The foundation said all the urban revitalization work it funds will reflect this metropolitan approach. It seeks to help communities move away from competing for public and private funding toward collaborating on regional initiatives, making limited resources go further.
"We want to break down the walls that separate leaders who should be working together," said George McCarthy, director of Metropolitan Opportunity at Ford. "We aim to unite policymakers and innovators from across the fields of transportation, housing and land use. When investments in these major systems are planned with an understanding of how they intersect and impact the lives of all people in a region, the result can be transformative."
Ford will make strategic investments in key metropolitan areas to expand the most promising initiatives and develop models for other regions throughout the nation. Examples of such early investments include support for:
- Transformative public transportation projects that connect residents to jobs and other opportunities, including the M1 rail in Detroit, the redevelopment of the Claiborne corridor in New Orleans, and the construction of 25 transit villages along BART in San Francisco's Bay Area.

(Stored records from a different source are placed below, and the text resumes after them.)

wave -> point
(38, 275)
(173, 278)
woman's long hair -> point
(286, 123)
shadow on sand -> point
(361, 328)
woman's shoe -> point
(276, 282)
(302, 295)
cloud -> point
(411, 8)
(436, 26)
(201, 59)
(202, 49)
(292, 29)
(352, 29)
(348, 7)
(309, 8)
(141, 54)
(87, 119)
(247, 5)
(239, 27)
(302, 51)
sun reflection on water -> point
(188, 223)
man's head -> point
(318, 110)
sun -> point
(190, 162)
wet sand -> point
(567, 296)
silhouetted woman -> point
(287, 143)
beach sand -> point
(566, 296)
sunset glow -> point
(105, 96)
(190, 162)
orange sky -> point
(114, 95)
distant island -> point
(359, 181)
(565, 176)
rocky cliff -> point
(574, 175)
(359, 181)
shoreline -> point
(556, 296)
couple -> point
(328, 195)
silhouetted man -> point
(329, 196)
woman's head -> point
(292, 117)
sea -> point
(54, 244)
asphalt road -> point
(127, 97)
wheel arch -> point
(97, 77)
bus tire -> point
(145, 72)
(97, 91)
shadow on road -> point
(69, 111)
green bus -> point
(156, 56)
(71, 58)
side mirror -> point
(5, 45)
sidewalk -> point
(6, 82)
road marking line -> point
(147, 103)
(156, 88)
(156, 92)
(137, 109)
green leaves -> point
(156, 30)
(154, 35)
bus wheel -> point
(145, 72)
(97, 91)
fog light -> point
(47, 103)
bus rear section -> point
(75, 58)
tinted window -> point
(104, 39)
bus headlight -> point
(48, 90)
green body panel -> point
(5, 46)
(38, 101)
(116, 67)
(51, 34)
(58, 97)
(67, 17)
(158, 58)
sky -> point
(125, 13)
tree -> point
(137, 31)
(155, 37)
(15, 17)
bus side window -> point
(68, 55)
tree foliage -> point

- Innovative initiatives to create a stock of permanently affordable housing—in communities including New Orleans and the Bay Area. Through such market-based approaches as "shared equity" homeownership, families receiving a public subsidy to buy a home agree to share the equity they earn with government, which then makes those funds available to another family. These projects are targeted to neighborhoods that are rich with economic opportunity, ensuring that residents will have access to, for example, regional employment centers, quality schools and effective public transportation.
- Programs in metropolitan Detroit; Flint, Mich.; New Orleans; and other areas to create regional land bank authorities, which enable communities to revitalize blighted areas and increase quality housing opportunities. This includes funding for the Center for Community Progress, a new national resource center for communities that provides training and technical assistance for any metropolitan region that wants to develop its own land bank authority.
The foundation will serve as a national convener and advocate for innovation—bringing people together from across the country to share ideas and inform the national policy dialogue by demonstrating what is working on the ground. It will also work to bring more partners and funding to these longstanding metropolitan issues, including not just philanthropic dollars but government and private sector funds, as well. Ford is supporting the Living Cities collaborative of financial and philanthropic institutions to lead a broad national effort to advance innovation, build systemic capacity in cities, and get new players and resources to the table.
"Our goal is to bring the best pragmatic ideas from all sectors to this effort to promote an integrated agenda that strengthens the regional public and private systems that generate opportunity," Ubiñas said.
This new work builds on five decades of Ford Foundation experience in community development and draws on lessons learned from that work. Ford has historically supported neighborhood-by-neighborhood development efforts that helped to build quality communities by coordinating the flow of public and private capital through its pioneering support of Community Development Corporations. Today, the foundation is advancing this work by working to link neighborhoods and their residents to broader city and metropolitan prosperity.
"When we look at metro regions and see pockets of serious unemployment but also pockets of employment opportunity, and disjointed transit systems that fail to connect people to the services they need and the jobs they seek, it's clear that a different approach is needed," said Pablo J. Farías, vice president of Ford's Economic Opportunity and Assets program. "We can reduce poverty and unemployment and raise the quality of life for city and suburb dwellers alike while making cities more competitive and sustainable. To achieve this, we need metropolitan regions to embrace a shared economic destiny. That's what this initiative is all about."